タイの場合、女性に渡ったお金は多くの場合、貧困家庭への仕送りとなる。先進国から中進国への所得移転、真水の貧困支援となることが多い。でも頂きりりちゃんの場合、騙し取った金はホストに渡っていたという。お金が回るという意味では日本のGDP 拡大に役立った、と言えなくもないが、これでは被害男性も浮かばれない。

 

オレオレ詐欺

オレオレ詐欺にあったおばあさんは、孫や息子が事故や女性問題で大変な状況になっている、何とか私が助けてやらねば、といった善意の老婆心を発揮したため、お金を騙し取られる。でも被害者が犯人を憎むより「私があの子を助けようとした一心は純粋なものだった」と自分を慰めるという。そういった人を思いやる優しい心を逆手に取る特殊詐欺は本当に許せない。

本年6月に102歳の長寿を全うした文化勲章受章者の洋画家、野見山 暁治さんもこの特殊詐欺に引っかかったことがある。ある日、東京美術学校の同級生(と称する男)から電話がかかってきて、弟子の女性を孕ませてしまった、産婦人科に行くのだが金がない、という。おかしいな、と思って電話を切った。あいつの奥さんはうるさい人だから、困っているのだろうか、と思っているところに再度、電話がかかってきて、ウーウーと電話口で唸っている。わかった、すぐ100万送る。送金が済んで、更に追加送金をしようとしているところへ野見山さんの女性秘書が出勤してきて「先生、それ詐欺と違いますか?」。
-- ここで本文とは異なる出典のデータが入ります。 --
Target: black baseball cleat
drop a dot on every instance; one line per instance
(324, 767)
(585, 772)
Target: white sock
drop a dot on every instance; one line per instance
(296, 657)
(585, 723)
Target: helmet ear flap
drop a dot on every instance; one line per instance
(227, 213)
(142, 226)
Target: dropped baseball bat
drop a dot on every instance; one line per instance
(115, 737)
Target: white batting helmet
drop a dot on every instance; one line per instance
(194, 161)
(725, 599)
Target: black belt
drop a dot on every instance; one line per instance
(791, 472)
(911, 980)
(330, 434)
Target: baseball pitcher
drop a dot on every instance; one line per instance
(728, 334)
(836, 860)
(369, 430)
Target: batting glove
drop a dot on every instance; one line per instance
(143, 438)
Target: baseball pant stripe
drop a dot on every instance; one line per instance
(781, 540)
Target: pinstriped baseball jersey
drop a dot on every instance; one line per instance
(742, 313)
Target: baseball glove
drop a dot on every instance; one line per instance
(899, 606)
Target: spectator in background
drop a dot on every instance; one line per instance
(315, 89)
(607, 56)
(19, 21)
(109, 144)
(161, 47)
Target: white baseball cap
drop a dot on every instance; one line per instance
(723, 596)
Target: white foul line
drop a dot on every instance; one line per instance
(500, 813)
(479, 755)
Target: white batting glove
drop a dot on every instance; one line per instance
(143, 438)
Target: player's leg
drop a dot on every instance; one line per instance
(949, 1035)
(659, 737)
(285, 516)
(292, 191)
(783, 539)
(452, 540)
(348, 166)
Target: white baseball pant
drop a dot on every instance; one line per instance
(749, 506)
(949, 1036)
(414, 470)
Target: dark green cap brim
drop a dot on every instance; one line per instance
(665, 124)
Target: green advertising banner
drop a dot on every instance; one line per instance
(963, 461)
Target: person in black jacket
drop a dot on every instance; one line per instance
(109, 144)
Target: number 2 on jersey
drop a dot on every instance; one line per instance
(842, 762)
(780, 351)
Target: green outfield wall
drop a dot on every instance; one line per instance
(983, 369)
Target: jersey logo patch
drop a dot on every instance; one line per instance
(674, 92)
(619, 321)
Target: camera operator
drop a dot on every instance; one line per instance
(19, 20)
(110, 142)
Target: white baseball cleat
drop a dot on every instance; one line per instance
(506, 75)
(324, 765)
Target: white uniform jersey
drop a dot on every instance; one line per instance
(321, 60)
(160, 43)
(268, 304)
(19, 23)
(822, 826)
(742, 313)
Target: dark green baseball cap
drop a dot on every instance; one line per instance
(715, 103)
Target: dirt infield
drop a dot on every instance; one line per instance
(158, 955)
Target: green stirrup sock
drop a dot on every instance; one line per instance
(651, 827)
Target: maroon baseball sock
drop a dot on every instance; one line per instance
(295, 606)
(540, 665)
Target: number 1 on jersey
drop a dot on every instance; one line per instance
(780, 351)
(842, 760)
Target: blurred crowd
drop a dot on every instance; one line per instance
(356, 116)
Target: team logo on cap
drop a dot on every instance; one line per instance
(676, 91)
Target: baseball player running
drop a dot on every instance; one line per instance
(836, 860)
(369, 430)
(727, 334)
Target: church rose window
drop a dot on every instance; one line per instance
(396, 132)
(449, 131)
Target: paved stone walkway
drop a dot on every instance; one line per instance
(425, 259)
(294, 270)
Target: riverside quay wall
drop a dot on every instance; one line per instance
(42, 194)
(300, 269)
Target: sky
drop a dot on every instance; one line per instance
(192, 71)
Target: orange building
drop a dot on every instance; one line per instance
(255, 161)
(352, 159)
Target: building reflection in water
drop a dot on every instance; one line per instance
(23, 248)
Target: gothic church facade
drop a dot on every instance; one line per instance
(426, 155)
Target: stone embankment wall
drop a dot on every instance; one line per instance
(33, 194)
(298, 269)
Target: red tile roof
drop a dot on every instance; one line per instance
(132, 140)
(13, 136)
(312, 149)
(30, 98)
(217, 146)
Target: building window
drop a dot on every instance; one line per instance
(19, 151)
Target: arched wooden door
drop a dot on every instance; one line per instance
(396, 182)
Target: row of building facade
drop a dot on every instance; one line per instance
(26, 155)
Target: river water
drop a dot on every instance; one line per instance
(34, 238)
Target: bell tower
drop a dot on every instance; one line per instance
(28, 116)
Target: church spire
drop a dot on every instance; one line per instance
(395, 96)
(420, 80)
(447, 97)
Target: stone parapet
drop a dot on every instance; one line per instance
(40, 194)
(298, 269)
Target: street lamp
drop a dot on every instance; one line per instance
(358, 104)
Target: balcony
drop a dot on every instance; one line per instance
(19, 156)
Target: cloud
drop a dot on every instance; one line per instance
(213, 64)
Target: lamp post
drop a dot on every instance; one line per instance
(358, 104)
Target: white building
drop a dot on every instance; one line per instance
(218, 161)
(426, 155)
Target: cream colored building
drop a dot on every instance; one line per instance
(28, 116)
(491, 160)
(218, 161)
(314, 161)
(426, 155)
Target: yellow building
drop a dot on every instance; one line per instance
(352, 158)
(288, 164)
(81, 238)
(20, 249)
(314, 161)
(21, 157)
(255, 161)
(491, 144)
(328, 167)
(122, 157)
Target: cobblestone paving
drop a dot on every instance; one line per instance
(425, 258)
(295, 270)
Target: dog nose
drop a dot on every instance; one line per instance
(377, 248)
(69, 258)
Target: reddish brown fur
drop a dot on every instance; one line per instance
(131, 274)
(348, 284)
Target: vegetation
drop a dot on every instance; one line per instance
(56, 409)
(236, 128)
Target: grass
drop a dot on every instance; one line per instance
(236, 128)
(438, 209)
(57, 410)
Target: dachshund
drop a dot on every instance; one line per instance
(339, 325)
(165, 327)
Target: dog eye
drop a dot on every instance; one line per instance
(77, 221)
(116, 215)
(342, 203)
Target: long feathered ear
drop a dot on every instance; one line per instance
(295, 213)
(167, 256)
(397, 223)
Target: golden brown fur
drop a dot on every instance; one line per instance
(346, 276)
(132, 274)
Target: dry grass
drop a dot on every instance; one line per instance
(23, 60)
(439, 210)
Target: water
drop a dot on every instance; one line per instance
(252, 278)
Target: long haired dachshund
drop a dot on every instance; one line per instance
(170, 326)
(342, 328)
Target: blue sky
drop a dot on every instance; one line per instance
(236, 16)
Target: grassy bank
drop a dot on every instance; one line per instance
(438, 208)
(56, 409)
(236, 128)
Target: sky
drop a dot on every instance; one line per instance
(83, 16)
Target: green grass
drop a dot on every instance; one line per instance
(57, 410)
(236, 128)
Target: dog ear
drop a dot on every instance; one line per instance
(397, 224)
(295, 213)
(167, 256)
結局、特殊詐欺と分かったのだが、この時、野見山さんは87歳(確か)、ということは同級生も同じ年だ。それで若い女性を孕ませるということは常識的にはあり得ない、と気づくはずだが、野見山さんは、彼も男だからつい若い女に目がくらんだのだろう、と電話を疑いもしなかったようだ。以上は彼の随筆で読んだ。野見山画伯の人となりが伝わってくるいい文章だった。

 

■掛け子も相手にしてくれない

感染症騒ぎの日本から戻って約2年経った。ずっと週5日のテニスを中心に落ち着いた日々を送っている。こういった刺激のない毎日だと、何かドラマチックなことを期待する気持ちが心の奥で湧いてくる。ヤキモチ焼きの奥さんを持つ友人から「女の子を孕ませた、助けてくれ」という電話があれば、勇躍、義侠心を発揮する心づもりはあるが、フィリピンやカンボジアにいる「掛け子」は北タイの退職老人を相手にしないようだ。

ここ2年一度帰国しただけで長期の旅には出ていない。日常打破は自分から動かなくては。久しぶりに外国に出かけてみるか、考えることはそれくらい。